# Policy Generator

+ Tag the traffic trace with the version
+ Ability to compare real vs prediction
+ Ability to generate predictions with variable accuracies
+ Group time periods based on Policy settings
+ Tag each group by decided version 


## 1. Get PD

In [1]:
import requests
import yaml
r = requests.get('https://raw.githubusercontent.com/CN-UPB/Pishahang/mvp-thesis/pish-examples/pwm-scripts/descriptors/multiversion/transcoder_mv_policy.yml')
# print(r.text)
PD = yaml.load(r.text, Loader=yaml.FullLoader)

# PD["versions"]

# PD["versions"] = { 
#     'virtual_deployment_units_gpu': {'transcoder-image-1-gpu': {'cost_per_min': 10,
#    'max_data_rate': 3000,
#    'management_overhead': 6}},
#  'virtual_deployment_units_con': {'transcoder-image-1-con': {'cost_per_min': 3,
#    'max_data_rate': 1200,
#    'management_overhead': 6}}}

# for _vm_type_key, _vm_type_value in PD["versions"].items():
#     print(_vm_type_key)    
#     for _vm_version_key, _vm_version_value in _vm_type_value.items():
#         print(_vm_version_key)
#         print(_vm_version_value)
#         print("\n")

# Policy Decision Steps

---



----
### Decision Matrix    

|                    	| Weights 	| Version1 	| Version2 	| Version3 	| Score 	|
|--------------------	|:-------:	|:--------:	|:--------:	|:--------:	|:--------:	|
| Cost (-)           	|    -4    	|     x1   	|    x2    	|    x3    	|    s    	|
| Over Provision (-) 	|    -3   	|     x1   	|    x2    	|    x3    	|    s    	|
| Overhead (-)       	|    -4   	|     x1   	|    x2    	|    x3    	|    s    	|
| Support deviation (+) |    3    	|     x1   	|    x2    	|    x3    	|    s    	|
| Same Version (+)   	|    3    	|     x1   	|    x2    	|    x3    	|    s    	|

In [2]:
import pandas as pd
import numpy as np

from sklearn import preprocessing
_SCORE_MIN, _SCORE_MAX = 1, 5

'''
Find the version with the max supported datarate
'''
def find_max_datarate_version(versions):
    _max_datarate = 0

    for _vm_type_key, _vm_type_value in versions.items():
        # print(_vm_type_key)    

        for _vm_version_key, _vm_version_value in _vm_type_value.items():
            # print(_vm_version_key)
            # print(_vm_version_value["max_data_rate"])
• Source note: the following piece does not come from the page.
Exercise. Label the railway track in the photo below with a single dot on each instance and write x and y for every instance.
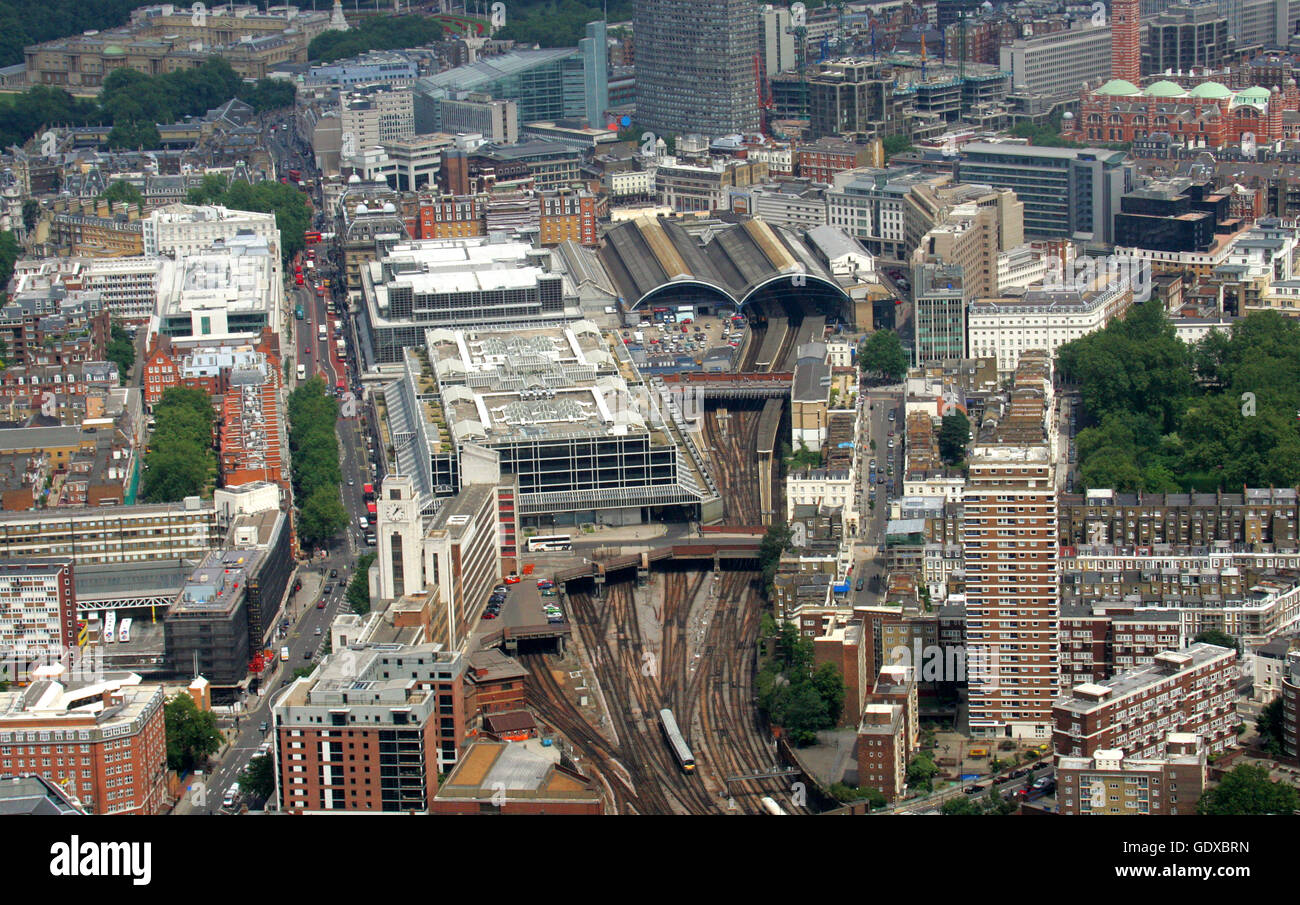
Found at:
(702, 667)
            if _vm_version_value["max_data_rate"] > _max_datarate:
                _max_datarate = _vm_version_value["max_data_rate"]
                _max_datarate_version = { _vm_type_key: { _vm_version_key : _vm_version_value } }

    return _max_datarate_version

'''
Get all the versions that can support the datarate demand
'''
def get_supported_versions(prediction, versions):
    # Iterate versions
    datarate_supported_versions = {}

    for _vm_type_key, _vm_type_value in versions.items():
        # print(_vm_type_key)    

        for _vm_version_key, _vm_version_value in _vm_type_value.items():
            # print(_vm_version_key)
            # print(_vm_version_value["max_data_rate"])
            # print(prediction["mean"])
            if _vm_version_value["max_data_rate"] >= prediction["mean"]:
                # check if key present else add
                if _vm_type_key in datarate_supported_versions:
                    datarate_supported_versions[_vm_type_key][_vm_version_key] = _vm_version_value
                else:
                    datarate_supported_versions[_vm_type_key] = {}
                    datarate_supported_versions[_vm_type_key][_vm_version_key] = _vm_version_value

    if len(datarate_supported_versions) == 0:
        return find_max_datarate_version(versions)
    return datarate_supported_versions

'''
Interpolate data points to a certain range
'''
def interpolate_array(values, min=_SCORE_MIN, max=_SCORE_MAX):
    return np.interp(values, (values.min(), values.max()), (min, max))


'''
Build the decision matrix for a given traffic prediction values 
'''
def build_decision_matrix(prediction, meta, versions):
    _decision_matrix = {}
    for _vm_type_key, _vm_type_value in versions.items():
        for _vm_version_key, _vm_version_value in _vm_type_value.items():
                if _vm_type_key not in _decision_matrix:
                    _decision_matrix[_vm_type_key] = {}
                if _vm_version_key not in _decision_matrix[_vm_type_key]:
                    _decision_matrix[_vm_type_key][_vm_version_key] = {}

                # Cost
                _decision_matrix[_vm_type_key][_vm_version_key]["cost"] = _vm_version_value['cost_per_min']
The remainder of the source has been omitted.